Justin Pearson, a Tennessee Democrat who was ousted from elected office by his Republican House colleagues for protesting gun violence in the state Capitol, was reinstated to his seat in the Tennessee House on Wednesday.
The Shelby County Board of Commissioners unanimously voted to send Pearson back to the House in a decisive rebuke of the Tennessee GOP's extraordinary move to expel him, along with another Democratic colleague, last week.
Pearson delivered a powerful speech right after the reinstatement vote, rallying his supporters and sending a message to the lawmakers who voted to expel him.
"What we have shown here in Shelby County, what we have shown here in Memphis, Tennessee, with my fiancé, my brothers, my family, my parents, my family here, is that we do not speak alone," Pearson said. "We speak together. We fight together.
"And so the message for all the people in Nashville who decided to expel us: You can't expel hope. You can't expel justice. You can't expel our voice. And you sure can't expel our fight," he said to cheers.
"We look forward to continuing to fight, continuing to advocate, until justice rolls down like water and righteousness like an ever-flowing stream," Pearson continued. "Let's get back to work."
The 28-year-old lawmaker was sworn in on Thursday morning outside the state Capitol.
Pearson, who represents the Memphis area, and another Democrat, Justin Jones, who represents Nashville, were expelled from the House on Thursday for protesting gun violence after three 9-year-olds and three adults were killed in yet another mass shooting in Tennessee. Rep. Gloria Johnson, a Democrat who also participated in the protest, survived expulsion by a single vote. Pearson and Jones are young Black men serving their first term in the House; Johnson is a white woman in her fourth term.
Republicans had accused them of a grave breach of decorum in the House by protesting peacefully, and House Speaker Cameron Sexton went so far as to liken their actions to the violent Jan. 6 insurrection, even though there was no violence, no property damage, and no arrests.
Jones was reinstated to his seat by the Metropolitan Council of Nashville and Davidson County on Monday. Surrounded by a swarm of supporters, Jones then marched back to the Statehouse and was sworn into office on the steps of the Capitol.
Pearson's and Jones's appointments this week are on an interim basis, and they will have to run for their seats again in a special election to carry out the term. Both men have said they will do so.
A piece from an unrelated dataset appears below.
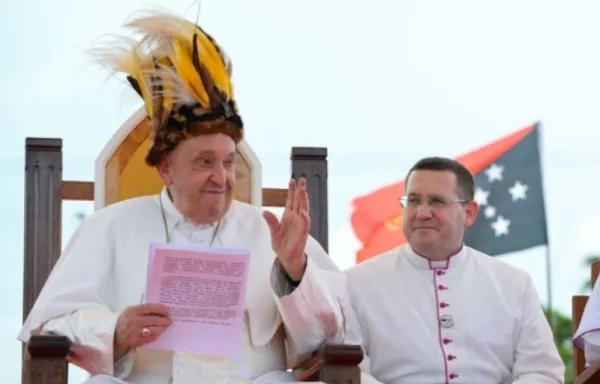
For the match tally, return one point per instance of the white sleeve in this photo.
(76, 300)
(536, 357)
Their expulsions — which effectively disenfranchised approximately 140,000 constituents, mostly Black and brown, in the two districts that elected them — were widely criticized by Tennesseans and lawmakers.
On Wednesday, five Demoratic US senators urged the Department of Justice to investigate whether the Tennessee state legislature violated any constitutional or civil rights laws when it expelled Jones and Pearson. Sens. Raphael Warnock, Chuck Schumer, Chris Murphy, Alex Padilla, and Brian Schatz wrote their expulsions "overturn and subvert the will" of voters in Nashville and Memphis.
"People of all goodwill in Tennessee and across America and are deeply disturbed by these counter-democratic expulsions because they overturn and subvert the will of Tennessee voters in Nashville and Memphis," they wrote. "Many in the Tennessee legislature appear to have convinced themselves that The People’s House is their house, and they have effectively evicted the districts’ voters out of their own house. This is un-democratic, un-American, and unacceptable, and the US Department of Justice should investigate whether it was also unlawful or unconstitutional."